What is it to read? In this seminar, we will track multiple responses to this question, with a particular emphasis on current debates within and beyond English Studies concerning the status of reading and its relationship to critique.

In the past decade, we have witnessed a groundswell of discontent with the alleged privilege afforded to critique as a method of reading and as a political practice. Some have expressed their exhaustion with critique on affective or ethical grounds. Critique, it is said, exhibits a ruthless aggressivity toward its objects and an aversion to the surprises, the contingencies, and the pleasures of reading itself. Others, like Bruno Latour, have suggested not only that "critique has run out of steam," but that critique's persistent skepticism and its penchant for demystification have been complicit with pernicious efforts to "debunk" climate science.
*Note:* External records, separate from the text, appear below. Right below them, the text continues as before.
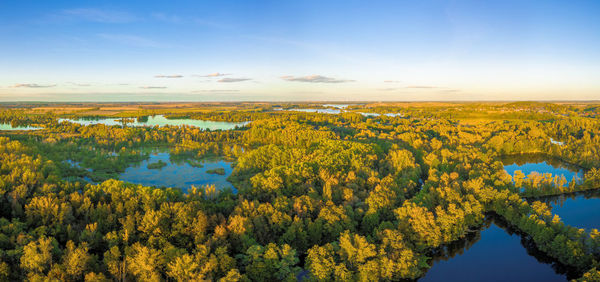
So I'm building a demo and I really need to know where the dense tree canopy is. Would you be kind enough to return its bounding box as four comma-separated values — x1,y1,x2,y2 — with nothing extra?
0,103,600,281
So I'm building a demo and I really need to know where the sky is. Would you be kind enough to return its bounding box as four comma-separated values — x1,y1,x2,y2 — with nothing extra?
0,0,600,102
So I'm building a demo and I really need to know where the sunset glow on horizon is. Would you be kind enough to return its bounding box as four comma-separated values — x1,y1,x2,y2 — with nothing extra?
0,1,600,102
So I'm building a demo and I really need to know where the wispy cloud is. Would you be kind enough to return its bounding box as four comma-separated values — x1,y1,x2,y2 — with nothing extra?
217,77,252,82
55,8,137,23
67,82,92,87
196,72,231,77
192,89,240,93
12,83,56,88
98,33,165,48
281,74,354,83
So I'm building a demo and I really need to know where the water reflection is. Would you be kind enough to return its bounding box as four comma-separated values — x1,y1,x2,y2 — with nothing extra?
0,123,42,130
58,115,249,130
501,154,583,183
419,215,580,281
528,190,600,231
119,152,235,192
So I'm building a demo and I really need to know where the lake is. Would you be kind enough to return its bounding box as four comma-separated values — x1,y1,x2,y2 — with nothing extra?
501,154,583,183
0,123,42,130
119,152,235,192
419,218,578,282
58,115,249,130
529,190,600,231
358,112,404,117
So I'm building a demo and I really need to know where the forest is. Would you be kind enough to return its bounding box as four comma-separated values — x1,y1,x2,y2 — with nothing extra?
0,102,600,281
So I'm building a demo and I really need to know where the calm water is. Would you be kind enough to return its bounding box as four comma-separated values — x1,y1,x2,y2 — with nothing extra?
286,109,342,115
502,154,583,183
58,115,248,130
323,104,349,109
119,152,235,192
530,190,600,231
419,219,577,282
359,112,404,117
0,123,42,130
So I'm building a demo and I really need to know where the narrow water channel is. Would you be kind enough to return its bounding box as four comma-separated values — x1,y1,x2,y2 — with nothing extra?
419,216,578,282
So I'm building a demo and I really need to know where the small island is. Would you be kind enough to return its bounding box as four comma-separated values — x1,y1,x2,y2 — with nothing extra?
148,160,167,169
206,167,225,175
185,160,204,168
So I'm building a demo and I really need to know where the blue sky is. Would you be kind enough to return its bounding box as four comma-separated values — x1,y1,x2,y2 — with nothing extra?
0,0,600,101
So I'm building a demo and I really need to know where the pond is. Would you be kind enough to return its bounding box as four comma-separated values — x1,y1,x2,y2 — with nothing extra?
0,123,42,130
119,151,235,192
358,112,404,117
501,154,583,183
285,109,342,115
419,218,579,282
58,115,249,130
528,190,600,231
323,104,349,109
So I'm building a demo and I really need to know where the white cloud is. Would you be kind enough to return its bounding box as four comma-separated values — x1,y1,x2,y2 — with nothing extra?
281,74,354,83
13,83,56,88
154,74,183,78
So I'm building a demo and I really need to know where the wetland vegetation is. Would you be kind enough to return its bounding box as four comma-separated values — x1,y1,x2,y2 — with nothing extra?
0,103,600,281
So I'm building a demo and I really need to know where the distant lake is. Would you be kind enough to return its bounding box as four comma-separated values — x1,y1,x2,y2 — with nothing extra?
359,112,404,117
528,190,600,231
0,123,42,130
119,152,235,192
58,115,249,130
323,104,349,109
284,109,342,115
502,154,583,183
419,218,578,282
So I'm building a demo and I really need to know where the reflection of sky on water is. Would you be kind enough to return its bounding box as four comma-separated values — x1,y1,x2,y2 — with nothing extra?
119,153,235,192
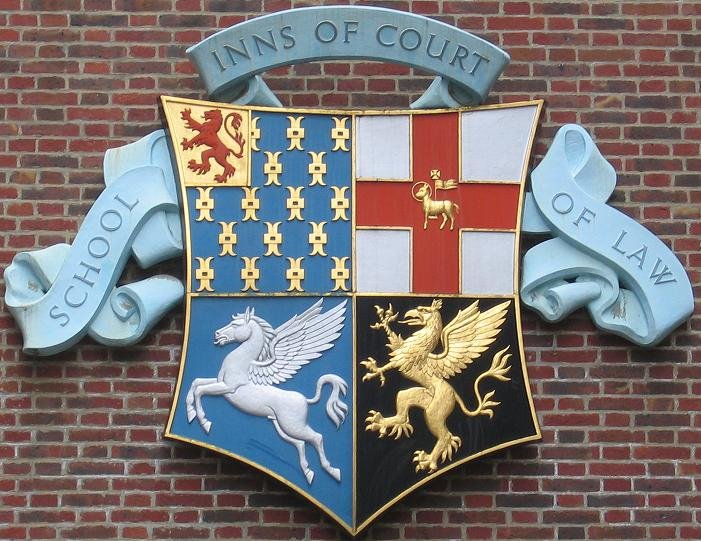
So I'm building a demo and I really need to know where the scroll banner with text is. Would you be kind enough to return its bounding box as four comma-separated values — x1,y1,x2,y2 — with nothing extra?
187,6,509,108
5,166,183,355
521,124,694,346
In the place of critique, today we thus witness a proliferation of alternative protocols of reading-described, for example, through idioms including reparation, restoration, care, curation, and concern-that seek to reorient our encounters with texts, with archives, and with the world.

Against this backdrop, our seminar will consider some foundational statements on reading methods within literary and cultural studies; explore the contested relationships among reading, ethics, and politics; and assess incongruous efforts to parse the differences between the activities of reading and critique. We will also consider the institutional and geopolitical conditions of critique's emergence and contemporary articulation. Under what conditions is critique possible, or even desirable? Is critique an antinomian practice in the contemporary university or, alternatively, does the university require critique, including the critique of the university itself? Must critique, as Talal Asad and Saba Mahmood have each asked, necessarily be a secular activity, one that is predicated on the disavowal of repertoires of embodied practice and knowledge, as well as epistemologies based upon belief, faith, inheritance, and a responsibility to the given? Can a politics of reading do without critique, negativity, or negation? What about affirmation, joy, and love? How should we read the reinvigorated turn to problems of reading today?

Taking up these and other issues, our seminar will engage a breadth of historical and contemporary discourses surrounding the questions of reading and critique, and evaluate the divergent accounts of method, knowledge, determination, subjectivity, relationality, and agency that these discourses advance. Throughout, we will be particularly concerned with the intellectual and methodological stakes of these accounts for what it means to read and to study in our times.


Required texts

Louis Althusser et al., Reading Capital

Talal Asad et al., Is Critique Secular?


Course packet with readings in Stephen Michael Best, Barbara Christian, Kandice Chuh, David Eng, Rita Felski, Roderick Ferguson, Michel Foucault, Stefano Harney and Fred Moten, Saidiya Hartman, Barbara Johnson, Immanuel Kant, Bruno Latour, Heather Love, Lisa Lowe, Karl Marx, Benjamin Noys, Deborah Miranda, Eve Kosofsky Sedgwick, Gayatri Spivak, Robyn Wiegman, etc.